The historical cohort will not undergo any procedures, but their patient file will be
reviewed to gain outcome data. ICF will be obtained if the patient is still in follow-up at
our department.
6.2 Flowchart
- Between day -7 to day -1: Informed consent
- Day 0: Endoscopy, xiapex injection into the strictures (4 quadrants, 0.75ml or 0.25mg
per quadrant)
- Day +1: Endoscopy, CRE balloon dilation 12mm to max 15mm
- Day +2 to month 2: clinical evaluation (by phone) every 2 weeks with a window of 3 days
(see above for primary and secondary outcome measures)
- Month 2-month 6: Clinical evaluation (by phone) every 4 weeks with a window of 3 days
(see above for primary and secondary outcome measures)
The expected total duration of the trial is 18 months.
7 Randomisation / blinding
Not Applicable, as this is an open label trial.
8 Prior and concomitant therapy
Patients on anticoagulant medication need to interrupt the treatment according to the
recommendations of the treating physician (Prof dr. Pieter Hindryckx or prof dr Danny De
Looze).
All other prior or concomitant medications are allowed
9 Adverse event reporting
List of abbreviations AE Adverse Event CA Competent Authority EC Ethics Committee SAE Serious
Adverse Event SSAR Suspected Serious Adverse Reaction SUSAR Suspected Unexpected Serious
Adverse Reaction
Adverse events (AE)
The following information will be recorded:
- nature of adverse event
- date and time of occurrence and disappearance
- intensity: mild, moderate or severe
- frequency: once, continuous or intermittent
- decision regarding study: continuation or withdrawal
- relation to the study medication (see below)
AE's will be recorded from the first drug administration until the end of the trial.
Special attention will be given to those subjects who have discontinued the trial for an AE,
or who experienced a severe or a serious AE.
Definitions of Adverse Event (AE) Any untoward medical occurrence in a patient or clinical
investigation subject administered a pharmaceutical product and which does not necessarily
have a causal relationship with this treatment.

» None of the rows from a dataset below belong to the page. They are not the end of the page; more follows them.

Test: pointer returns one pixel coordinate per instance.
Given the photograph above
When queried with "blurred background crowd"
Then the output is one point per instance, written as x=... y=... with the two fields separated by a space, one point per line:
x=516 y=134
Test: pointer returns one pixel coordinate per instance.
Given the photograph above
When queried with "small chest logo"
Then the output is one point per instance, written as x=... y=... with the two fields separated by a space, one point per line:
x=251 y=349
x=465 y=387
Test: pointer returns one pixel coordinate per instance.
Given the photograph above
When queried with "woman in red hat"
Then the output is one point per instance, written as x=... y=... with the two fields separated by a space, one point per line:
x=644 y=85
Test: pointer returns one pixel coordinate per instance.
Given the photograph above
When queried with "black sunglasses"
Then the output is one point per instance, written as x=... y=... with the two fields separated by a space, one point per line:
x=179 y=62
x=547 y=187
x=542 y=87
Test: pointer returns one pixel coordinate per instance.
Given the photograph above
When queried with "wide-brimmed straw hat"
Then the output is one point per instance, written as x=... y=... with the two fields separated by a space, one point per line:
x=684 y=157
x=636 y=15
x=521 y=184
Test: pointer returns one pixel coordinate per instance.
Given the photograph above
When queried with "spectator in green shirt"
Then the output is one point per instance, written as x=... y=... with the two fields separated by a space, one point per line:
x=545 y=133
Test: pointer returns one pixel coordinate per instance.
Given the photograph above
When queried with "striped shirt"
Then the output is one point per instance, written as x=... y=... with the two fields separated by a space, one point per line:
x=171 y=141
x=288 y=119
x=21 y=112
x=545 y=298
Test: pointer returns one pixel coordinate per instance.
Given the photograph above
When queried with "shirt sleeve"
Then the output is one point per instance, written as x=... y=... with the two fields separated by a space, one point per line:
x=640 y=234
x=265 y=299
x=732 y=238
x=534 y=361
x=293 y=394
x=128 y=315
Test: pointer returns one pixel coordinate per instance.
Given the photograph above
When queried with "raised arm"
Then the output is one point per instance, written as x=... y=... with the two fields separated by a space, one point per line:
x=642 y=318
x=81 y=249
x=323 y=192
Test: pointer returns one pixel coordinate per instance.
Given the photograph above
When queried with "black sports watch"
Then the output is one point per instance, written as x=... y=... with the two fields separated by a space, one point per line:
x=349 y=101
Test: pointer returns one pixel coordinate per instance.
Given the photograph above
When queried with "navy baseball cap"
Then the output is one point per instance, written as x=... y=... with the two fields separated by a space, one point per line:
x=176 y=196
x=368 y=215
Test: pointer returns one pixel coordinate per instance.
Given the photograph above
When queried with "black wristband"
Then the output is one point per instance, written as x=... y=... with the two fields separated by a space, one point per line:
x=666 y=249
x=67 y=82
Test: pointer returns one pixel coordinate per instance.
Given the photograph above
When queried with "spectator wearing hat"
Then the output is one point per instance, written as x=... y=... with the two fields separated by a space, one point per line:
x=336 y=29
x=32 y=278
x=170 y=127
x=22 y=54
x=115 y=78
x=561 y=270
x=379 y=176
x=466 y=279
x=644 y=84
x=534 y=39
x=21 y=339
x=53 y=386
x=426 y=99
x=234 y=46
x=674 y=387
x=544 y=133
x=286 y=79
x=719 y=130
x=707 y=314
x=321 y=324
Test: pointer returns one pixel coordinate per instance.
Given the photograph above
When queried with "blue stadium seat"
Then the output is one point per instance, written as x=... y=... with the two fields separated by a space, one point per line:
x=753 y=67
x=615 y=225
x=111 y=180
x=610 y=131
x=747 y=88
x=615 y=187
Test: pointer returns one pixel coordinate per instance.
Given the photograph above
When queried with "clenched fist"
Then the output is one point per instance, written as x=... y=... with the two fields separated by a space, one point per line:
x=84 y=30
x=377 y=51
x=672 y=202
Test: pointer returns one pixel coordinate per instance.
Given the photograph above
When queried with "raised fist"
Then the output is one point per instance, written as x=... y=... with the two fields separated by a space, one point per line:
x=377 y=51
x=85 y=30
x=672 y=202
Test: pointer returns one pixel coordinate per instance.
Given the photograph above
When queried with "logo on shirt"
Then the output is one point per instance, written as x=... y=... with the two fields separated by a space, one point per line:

An adverse event (AE) can therefore be any
unfavorable and unintended sign (including an abnormal finding), symptom, or disease
temporally associated with the use of a medicinal (investigational) product, whether or not
related to the medicinal (investigational) product.
Serious Adverse Avent (SAE)
Any untoward medical occurrence that at any dose:
- results in death
- is life-threatening
- requires inpatient hospitalization or prolongation of existing hospitalization,
- results in persistent or significant disability/incapacity, or
- is a congenital anomaly/birth defect.
Note: Medical and scientific judgment should be exercised in deciding whether expedited
reporting is appropriate in other situations, such as important medical events that may not
be immediately life-threatening or result in death or hospitalization but may jeopardize the
subject or may require intervention to prevent one of the outcomes listed in the definition
above.
Unexpected adverse event An adverse event, the nature or severity of which is not consistent
with the applicable product information (e.g., Investigator's Brochure for an unapproved
investigational product or package insert/summary of product characteristics for an approved
product).
Life-threatening Any event in which the subject was at risk of death at the time of the
event; it does not refer to an event which hypothetically might have caused death if it were
more severe.
Associated with the use of the drug An adverse event is considered associated with the use of
the drug if the attribution is possible, probable or definitive.